My Story

I was you, I was a the Overthinking Woman.

I was raised by a single mother, and no father in the picture. I knew who he was, but he chose to not be a part of my life. This of course created a number of issues for me. I decided to take matters into my own hands, and made the best mistakes of my life. I decided to take charge. I became the Overthinking Woman.

Fast forward a couple of years, I was married at age 19 and divorced at 22. In that time, I also joined the military and took on that venture. When  got to my first assignment, I got into another relationship that ended in a broken engagement. It was 2016 I went on my first combat deployment, and fell in love and got dumped for the last time. I didn’t realize how much of a difference it would make, but that was when I reached the breaking point- I had my heart broken for the first and last time.

Some would call what I went through the “Dark Night of The Soul.” It was a huge emotional undertaking.

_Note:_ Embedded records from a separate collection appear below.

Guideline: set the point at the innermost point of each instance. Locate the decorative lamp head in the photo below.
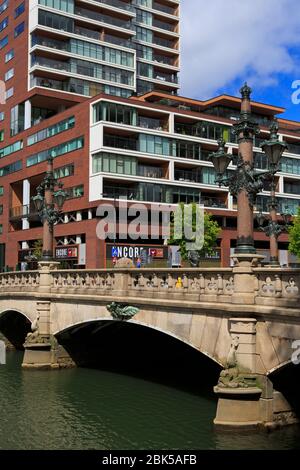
(220, 159)
(274, 148)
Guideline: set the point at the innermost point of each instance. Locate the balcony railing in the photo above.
(164, 8)
(103, 18)
(163, 59)
(166, 77)
(120, 142)
(163, 42)
(24, 211)
(150, 171)
(118, 4)
(163, 25)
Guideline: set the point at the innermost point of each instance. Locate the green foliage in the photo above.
(37, 250)
(294, 233)
(211, 233)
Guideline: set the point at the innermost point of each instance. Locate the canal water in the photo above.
(94, 409)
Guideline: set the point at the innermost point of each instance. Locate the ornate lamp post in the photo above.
(245, 182)
(273, 149)
(48, 203)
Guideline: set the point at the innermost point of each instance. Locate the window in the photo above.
(9, 55)
(3, 6)
(3, 42)
(76, 191)
(112, 163)
(9, 93)
(54, 152)
(9, 74)
(64, 5)
(4, 24)
(17, 119)
(6, 170)
(20, 9)
(51, 131)
(19, 29)
(64, 171)
(11, 148)
(115, 113)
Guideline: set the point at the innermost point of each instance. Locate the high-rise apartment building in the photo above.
(93, 84)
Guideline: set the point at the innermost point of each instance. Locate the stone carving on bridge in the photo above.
(292, 288)
(34, 337)
(231, 377)
(122, 311)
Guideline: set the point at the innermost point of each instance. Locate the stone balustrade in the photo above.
(280, 287)
(25, 281)
(277, 284)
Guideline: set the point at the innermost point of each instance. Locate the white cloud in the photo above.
(226, 40)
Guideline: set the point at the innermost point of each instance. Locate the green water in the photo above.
(92, 409)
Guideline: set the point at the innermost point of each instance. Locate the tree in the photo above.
(211, 233)
(294, 233)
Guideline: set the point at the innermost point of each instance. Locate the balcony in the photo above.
(213, 202)
(78, 86)
(92, 15)
(293, 148)
(150, 123)
(22, 212)
(166, 77)
(163, 60)
(164, 9)
(93, 71)
(120, 142)
(191, 176)
(148, 171)
(163, 25)
(117, 4)
(163, 42)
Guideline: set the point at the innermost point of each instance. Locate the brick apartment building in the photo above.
(94, 85)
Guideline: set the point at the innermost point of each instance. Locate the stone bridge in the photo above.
(246, 319)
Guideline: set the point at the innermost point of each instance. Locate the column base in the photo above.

I spent plenty of nights crying, wondering when the end of this upheaval would come. I took a personal sabbatical and got out of the military. I went on a deployment to the scariest part of the worlds with the Special Forces as a Combat Interpreter. I faced some very terrifying moments, lost a couple friends, and found myself. During these deployments, I spent quite a bit of time with myself, and with men of extraordinary caliber. I observed them in their natural habitat ( I was often one of a couple females, but usually the only one). This year of my life I had the luxury of minimal comforts, rough living conditions, little privacy, and all the time in the world to work on myself.

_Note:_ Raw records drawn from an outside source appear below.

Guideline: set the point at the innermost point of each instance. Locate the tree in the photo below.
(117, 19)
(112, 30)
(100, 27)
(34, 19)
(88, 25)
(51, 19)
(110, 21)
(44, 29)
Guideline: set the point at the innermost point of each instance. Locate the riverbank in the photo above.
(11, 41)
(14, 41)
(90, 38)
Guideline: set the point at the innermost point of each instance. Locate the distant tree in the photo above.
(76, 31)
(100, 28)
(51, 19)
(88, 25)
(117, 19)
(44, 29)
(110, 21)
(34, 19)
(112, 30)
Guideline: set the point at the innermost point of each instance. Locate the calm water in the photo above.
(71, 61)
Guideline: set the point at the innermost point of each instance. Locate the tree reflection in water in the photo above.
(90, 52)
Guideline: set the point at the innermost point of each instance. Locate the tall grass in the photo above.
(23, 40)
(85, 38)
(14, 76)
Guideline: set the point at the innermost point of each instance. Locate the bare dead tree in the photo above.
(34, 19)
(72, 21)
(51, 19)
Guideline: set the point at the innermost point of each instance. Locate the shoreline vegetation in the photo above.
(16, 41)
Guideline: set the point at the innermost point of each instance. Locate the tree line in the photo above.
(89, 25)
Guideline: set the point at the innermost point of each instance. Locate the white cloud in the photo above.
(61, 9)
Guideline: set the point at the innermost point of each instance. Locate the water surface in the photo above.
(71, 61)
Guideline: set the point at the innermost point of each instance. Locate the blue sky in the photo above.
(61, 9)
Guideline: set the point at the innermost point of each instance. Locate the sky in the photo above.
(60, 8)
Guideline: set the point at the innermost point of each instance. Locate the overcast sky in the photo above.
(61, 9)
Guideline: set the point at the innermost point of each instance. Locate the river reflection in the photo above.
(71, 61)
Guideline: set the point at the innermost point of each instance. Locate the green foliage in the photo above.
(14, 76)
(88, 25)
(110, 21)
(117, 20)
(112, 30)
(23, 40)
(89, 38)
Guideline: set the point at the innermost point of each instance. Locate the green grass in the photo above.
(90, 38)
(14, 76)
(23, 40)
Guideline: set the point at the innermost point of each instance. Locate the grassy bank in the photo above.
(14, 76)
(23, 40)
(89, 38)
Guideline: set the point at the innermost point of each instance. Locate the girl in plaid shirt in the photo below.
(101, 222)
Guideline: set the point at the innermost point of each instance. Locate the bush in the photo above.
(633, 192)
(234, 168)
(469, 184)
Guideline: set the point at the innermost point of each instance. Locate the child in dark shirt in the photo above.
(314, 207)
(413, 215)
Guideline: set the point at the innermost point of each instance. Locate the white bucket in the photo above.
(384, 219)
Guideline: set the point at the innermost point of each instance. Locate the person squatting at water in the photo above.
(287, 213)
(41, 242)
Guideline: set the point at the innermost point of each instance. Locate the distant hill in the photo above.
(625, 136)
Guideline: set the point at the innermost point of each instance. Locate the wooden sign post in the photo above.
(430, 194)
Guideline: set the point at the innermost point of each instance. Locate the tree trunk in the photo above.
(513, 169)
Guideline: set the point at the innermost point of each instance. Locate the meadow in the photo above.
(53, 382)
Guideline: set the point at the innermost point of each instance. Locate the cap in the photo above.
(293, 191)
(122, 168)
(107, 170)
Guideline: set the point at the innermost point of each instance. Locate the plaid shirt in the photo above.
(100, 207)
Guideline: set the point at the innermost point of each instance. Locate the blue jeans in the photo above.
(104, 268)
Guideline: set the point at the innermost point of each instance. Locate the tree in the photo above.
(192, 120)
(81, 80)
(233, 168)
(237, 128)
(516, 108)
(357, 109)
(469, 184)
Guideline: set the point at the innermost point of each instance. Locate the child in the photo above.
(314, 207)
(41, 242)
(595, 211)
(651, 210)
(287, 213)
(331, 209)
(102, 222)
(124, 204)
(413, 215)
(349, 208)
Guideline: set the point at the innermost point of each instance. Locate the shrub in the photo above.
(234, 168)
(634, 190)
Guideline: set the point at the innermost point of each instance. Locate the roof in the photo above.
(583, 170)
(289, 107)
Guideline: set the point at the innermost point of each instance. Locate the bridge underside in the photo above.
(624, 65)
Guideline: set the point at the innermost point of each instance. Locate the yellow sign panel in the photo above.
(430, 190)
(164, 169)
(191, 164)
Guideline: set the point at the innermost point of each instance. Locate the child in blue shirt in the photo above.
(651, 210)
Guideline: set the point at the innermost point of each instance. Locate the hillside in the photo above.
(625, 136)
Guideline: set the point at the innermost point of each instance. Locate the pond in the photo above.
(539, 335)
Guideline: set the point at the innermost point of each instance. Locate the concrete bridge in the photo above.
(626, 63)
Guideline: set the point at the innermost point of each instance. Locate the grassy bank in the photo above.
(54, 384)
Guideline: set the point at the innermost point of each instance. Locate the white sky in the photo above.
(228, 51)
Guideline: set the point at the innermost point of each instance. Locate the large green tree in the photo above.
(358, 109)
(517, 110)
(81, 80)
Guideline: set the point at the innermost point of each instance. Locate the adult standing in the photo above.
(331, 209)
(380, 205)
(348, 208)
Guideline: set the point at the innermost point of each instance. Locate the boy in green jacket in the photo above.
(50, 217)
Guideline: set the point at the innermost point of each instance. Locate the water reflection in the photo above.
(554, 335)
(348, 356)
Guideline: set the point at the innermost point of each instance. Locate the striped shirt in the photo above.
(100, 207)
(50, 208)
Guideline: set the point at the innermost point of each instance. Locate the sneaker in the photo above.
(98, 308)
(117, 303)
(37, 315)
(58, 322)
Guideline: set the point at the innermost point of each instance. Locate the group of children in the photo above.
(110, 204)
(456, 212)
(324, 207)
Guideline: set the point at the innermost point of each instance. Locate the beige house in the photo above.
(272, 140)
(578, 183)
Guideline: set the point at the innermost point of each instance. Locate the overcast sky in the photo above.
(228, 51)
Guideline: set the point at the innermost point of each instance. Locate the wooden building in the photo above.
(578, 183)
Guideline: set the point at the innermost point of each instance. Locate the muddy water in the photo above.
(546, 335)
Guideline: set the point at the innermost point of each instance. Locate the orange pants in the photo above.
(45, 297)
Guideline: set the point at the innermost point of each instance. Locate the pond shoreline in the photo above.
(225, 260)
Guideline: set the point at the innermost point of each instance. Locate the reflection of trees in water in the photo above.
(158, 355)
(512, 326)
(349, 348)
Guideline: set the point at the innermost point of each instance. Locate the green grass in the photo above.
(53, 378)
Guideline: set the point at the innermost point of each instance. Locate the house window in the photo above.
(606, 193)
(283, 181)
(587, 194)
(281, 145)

I was in a combat monastery, and I became enlightened.

During this time reflected on my past. Why was so unhappy? What could I do to fix things?

I could have blamed my father for his unavailability, my mother for her shortcomings, my upbringing and culture for its inadequacies, or the emotional unavailability of the partners that I attracted. I don’t- I accepted my past, and realized the real issue was ME. The only person that could Unfuck Myself was ME. I was fucking everything up by doing too much.